Yes, he had spoiled her. A man did not know how to bring up a girl. But she was so sweet in all her wilfulness, so loving in spite of little tempers and authoritative ways, so dear to him, that if she had wanted to walk over his body with her dainty feet he could hardly have refused her. He went into her room and took her in his arms.

“You are too good to me!” she cried presently. “And I am a miserable, hateful, quarrelsome, selfish little thing, wanting my own way and then not happy or satisfied with it. Oh, how will you endure me years and years, getting queerer as I grow old! For now we will have to live here together always. I have sent André away. Oh, will you care?”

There was no use arguing. She had cried herself into an unreasonable passion. She had had her way. How much of it was regret? None of it was satisfaction.

“Well, dear, then we must get along,” and his tone had a tranquillizing cheerfulness in it. “There is no one I would like as well for a son – ”

“But you do not want to go to that wretched New Orleans?” in a tone of incredulity.

She raised her head from his shoulder. Her swollen eyes and tear-stained face melted his heart.

“You know we were going some time. It is well worth seeing. But we do not need to take André.”

“Yet you like him so,” with her old waywardness.

“Yes. And I am sorry you do not.”

She hid her face again. She did like him.
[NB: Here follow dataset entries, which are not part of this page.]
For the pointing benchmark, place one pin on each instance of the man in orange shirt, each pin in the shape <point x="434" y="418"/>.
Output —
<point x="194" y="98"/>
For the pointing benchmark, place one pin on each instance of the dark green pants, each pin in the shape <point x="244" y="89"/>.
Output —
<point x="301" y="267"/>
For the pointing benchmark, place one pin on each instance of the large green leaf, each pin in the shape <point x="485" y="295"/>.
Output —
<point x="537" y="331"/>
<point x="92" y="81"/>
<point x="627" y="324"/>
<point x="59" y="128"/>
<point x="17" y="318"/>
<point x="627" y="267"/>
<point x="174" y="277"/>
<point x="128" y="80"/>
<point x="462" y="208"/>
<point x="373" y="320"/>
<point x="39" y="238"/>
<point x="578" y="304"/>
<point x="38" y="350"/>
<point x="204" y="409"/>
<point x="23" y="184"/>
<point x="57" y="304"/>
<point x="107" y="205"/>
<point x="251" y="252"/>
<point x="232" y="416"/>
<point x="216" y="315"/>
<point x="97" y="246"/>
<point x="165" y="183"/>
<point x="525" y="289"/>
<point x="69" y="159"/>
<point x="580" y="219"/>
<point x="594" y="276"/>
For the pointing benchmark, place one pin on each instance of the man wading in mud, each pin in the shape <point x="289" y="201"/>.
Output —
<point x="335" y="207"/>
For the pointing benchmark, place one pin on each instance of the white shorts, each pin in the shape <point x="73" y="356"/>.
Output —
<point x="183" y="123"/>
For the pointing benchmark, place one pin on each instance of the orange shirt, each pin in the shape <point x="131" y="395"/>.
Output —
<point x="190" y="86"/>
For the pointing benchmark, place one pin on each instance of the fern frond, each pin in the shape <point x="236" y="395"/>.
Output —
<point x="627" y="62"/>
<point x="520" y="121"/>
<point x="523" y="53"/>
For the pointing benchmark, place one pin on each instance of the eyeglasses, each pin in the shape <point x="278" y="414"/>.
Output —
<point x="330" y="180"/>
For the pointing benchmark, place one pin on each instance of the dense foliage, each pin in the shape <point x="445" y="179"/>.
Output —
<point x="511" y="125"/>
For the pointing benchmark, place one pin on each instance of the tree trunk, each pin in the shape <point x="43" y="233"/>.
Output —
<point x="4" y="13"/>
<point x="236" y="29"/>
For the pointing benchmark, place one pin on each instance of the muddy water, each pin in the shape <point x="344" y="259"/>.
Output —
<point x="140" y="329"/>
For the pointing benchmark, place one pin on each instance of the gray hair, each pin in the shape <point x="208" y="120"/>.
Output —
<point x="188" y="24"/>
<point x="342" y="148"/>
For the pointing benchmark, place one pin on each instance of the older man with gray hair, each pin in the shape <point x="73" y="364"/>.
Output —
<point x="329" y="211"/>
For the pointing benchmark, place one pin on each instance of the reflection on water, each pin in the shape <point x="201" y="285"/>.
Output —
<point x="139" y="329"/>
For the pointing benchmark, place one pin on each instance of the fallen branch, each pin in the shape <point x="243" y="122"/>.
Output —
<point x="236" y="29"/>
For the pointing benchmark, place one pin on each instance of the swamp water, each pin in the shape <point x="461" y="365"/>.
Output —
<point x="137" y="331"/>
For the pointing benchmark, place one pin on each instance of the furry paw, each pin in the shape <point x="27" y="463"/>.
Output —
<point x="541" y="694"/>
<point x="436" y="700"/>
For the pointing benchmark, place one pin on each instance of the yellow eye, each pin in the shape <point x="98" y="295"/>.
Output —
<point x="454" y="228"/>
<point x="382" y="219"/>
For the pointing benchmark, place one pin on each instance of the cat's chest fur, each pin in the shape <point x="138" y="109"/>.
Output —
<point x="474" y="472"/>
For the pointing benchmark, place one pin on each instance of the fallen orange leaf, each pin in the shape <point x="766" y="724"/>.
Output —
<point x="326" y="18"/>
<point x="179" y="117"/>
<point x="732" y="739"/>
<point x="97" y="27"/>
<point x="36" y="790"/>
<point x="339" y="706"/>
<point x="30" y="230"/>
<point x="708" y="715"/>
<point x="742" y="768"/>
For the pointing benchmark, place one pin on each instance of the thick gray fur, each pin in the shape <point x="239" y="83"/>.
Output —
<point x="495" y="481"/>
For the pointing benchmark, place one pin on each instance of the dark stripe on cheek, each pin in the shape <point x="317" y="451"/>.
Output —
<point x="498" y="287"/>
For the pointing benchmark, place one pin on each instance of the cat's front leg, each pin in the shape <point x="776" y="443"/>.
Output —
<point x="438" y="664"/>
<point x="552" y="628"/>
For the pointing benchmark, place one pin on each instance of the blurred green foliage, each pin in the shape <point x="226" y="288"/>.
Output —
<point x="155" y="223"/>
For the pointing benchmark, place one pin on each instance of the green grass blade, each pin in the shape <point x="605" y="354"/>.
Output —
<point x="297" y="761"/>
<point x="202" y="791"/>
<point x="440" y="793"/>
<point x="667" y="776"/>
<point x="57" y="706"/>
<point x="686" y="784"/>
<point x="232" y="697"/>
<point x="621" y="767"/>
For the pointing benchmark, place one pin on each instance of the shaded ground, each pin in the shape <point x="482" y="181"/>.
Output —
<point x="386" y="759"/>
She felt it in the hot color that stained her cheek.

“He will be gone a year – that is not long,” she said in a rather hopeful tone.

“Or, he might decide to stay longer. If he has nothing to call him back – ”

They would be lonely without him. She would be lonely. After all, there were few young men to compare with him. And some time – if he was quite sure she did not care for him, he might marry. She never could marry any one else, but, then – men were different. Oh, here was one who had never put a woman in his first love’s place! And André was all alone in the world. Yes, he would need a wife —

“Oh, Uncle Gaspard, I am not worth all this love!” she cried remorsefully.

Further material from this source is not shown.